A YEAR ago we could have confidently stated that Cork were the one side that worried Limerick.
That was going on the provincial meetings between the two counties in the previous two seasons, with the Munster round-robin matches of 2018 and 2019 ending in a draw and a Cork win, respectively.
Limerick won the 2018 All-Ireland semi-final after extra time, but Limerick were well aware that they got out of jail that day.
Since their last meeting at the Gaelic Grounds in 2019, in which Cork won by seven points, the two teams have gone in very different directions. Limerick have gone on to become the dominant force in the country, over the past twelve months in particular, while the progress that Cork made in 2017 and 2018 has by now almost completely eroded away.
So, when they do eventually meet in the championship that nagging doubt will remain in the back of Limerick’s mind that Cork can trouble them, but in reality it is up to Cork to prove that this is the case.
Limerick’s young guns of a couple seasons ago have now blossomed into the main men on the hurling scene. They now have the medals and the titles to back up the hype.
If Cork are to match Limerick then Cork’s younger players will have to do the bulk of the heavy lifting.
That might sound like a big ask, but that is the size of the task awaiting Cork in a few months. It will be very much a case of sink or swim.
Of course, there will be five league ties to bed in new players between now and then, including one outing against Limerick themselves. Can the likes of Jamie O’Leary, Niall Cashman, Daniel Meaney and Tadhg Deasy do enough in those games to put themselves in the frame for championship combat?
That too is a tall order.
If Cork are to have a good 2021 then they are going to have to get a lot more out of the likes of Mark Coleman, Darragh Fitzgibbon and Shane Kingston. They were the fresh blood that inspired Cork’s mini breakthrough in 2017, but the last two years have seen a stalling of the effectiveness of Coleman and Fitzgibbon for Cork, in particular. Both players would probably benefit from being shifted up a line, with Coleman given a midfield role and Fitzgibbon placed on the 40.

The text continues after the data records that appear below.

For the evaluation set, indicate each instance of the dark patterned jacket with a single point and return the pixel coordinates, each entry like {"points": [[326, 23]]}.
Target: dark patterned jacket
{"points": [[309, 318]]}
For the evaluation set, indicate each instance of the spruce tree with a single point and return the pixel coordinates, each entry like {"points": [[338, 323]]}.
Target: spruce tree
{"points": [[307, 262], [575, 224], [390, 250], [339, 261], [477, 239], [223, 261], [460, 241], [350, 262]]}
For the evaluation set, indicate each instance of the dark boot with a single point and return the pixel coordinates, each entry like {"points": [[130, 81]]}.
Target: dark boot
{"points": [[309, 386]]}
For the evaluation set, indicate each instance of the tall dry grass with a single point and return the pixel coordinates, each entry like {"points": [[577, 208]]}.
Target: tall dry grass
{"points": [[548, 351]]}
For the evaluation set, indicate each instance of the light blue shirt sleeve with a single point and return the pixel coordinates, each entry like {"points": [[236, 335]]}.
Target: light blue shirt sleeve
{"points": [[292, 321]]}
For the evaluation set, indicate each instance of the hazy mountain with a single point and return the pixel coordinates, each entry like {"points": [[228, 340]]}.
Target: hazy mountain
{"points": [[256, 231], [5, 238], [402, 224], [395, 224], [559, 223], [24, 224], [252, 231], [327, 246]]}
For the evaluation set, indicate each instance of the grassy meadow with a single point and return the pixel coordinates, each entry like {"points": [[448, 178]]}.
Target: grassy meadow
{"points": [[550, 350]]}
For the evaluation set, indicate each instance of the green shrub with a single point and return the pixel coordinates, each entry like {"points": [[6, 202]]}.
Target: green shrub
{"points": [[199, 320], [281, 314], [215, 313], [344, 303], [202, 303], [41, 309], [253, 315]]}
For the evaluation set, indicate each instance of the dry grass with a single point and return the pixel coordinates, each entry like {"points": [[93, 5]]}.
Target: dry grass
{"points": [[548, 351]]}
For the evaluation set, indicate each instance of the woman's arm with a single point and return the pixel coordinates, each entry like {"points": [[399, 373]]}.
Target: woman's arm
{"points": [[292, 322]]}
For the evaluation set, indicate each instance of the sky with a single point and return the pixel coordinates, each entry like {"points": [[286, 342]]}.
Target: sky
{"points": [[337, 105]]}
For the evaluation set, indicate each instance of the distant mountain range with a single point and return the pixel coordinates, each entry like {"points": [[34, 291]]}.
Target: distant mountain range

The bottom line is that they have to become Cork’s leaders now. Seamus Harnedy and Patrick Horgan will still be there, of course, but it will be the younger brigade that will have to stand toe to toe with Limerick if Cork are to prevail.
This need for leaders is of particular relevance in defence, as quite simply, Cork have to become much meaner in terms of minding their own house. The hope will be that the return to the coaching ticket of Donal O’Grady will help in this regard.
And while the draw was as tough as it gets for the Cork hurlers at least they know that they will have a backdoor in the event that they come up short against the reigning All-Ireland champions. The Cork footballers, like last year, have no such safety net.
The weeks and months have been long for the Cork footballers since their Munster final defeat at the hands of Tipperary last November.
After beating Kerry in such dramatic fashion in the semi-final it was such a missed opportunity for Ronan McCarthy’s young squad. A Munster title would have been hugely beneficial to the side’s development, and a crack at Mayo in the All-Ireland semi-final would certainly have added to their experience, whatever the result.
This year’s Munster Championship draw has seen Cork placed in the opposite side of the draw to Tipperary and Kerry, meaning they will be expected to reach the final, at a minimum. Limerick, who went so close to beating Tipp last year, will have something to say about that, should they see off Waterford, but anything less than a final appearance will be deemed a complete failure on Leeside.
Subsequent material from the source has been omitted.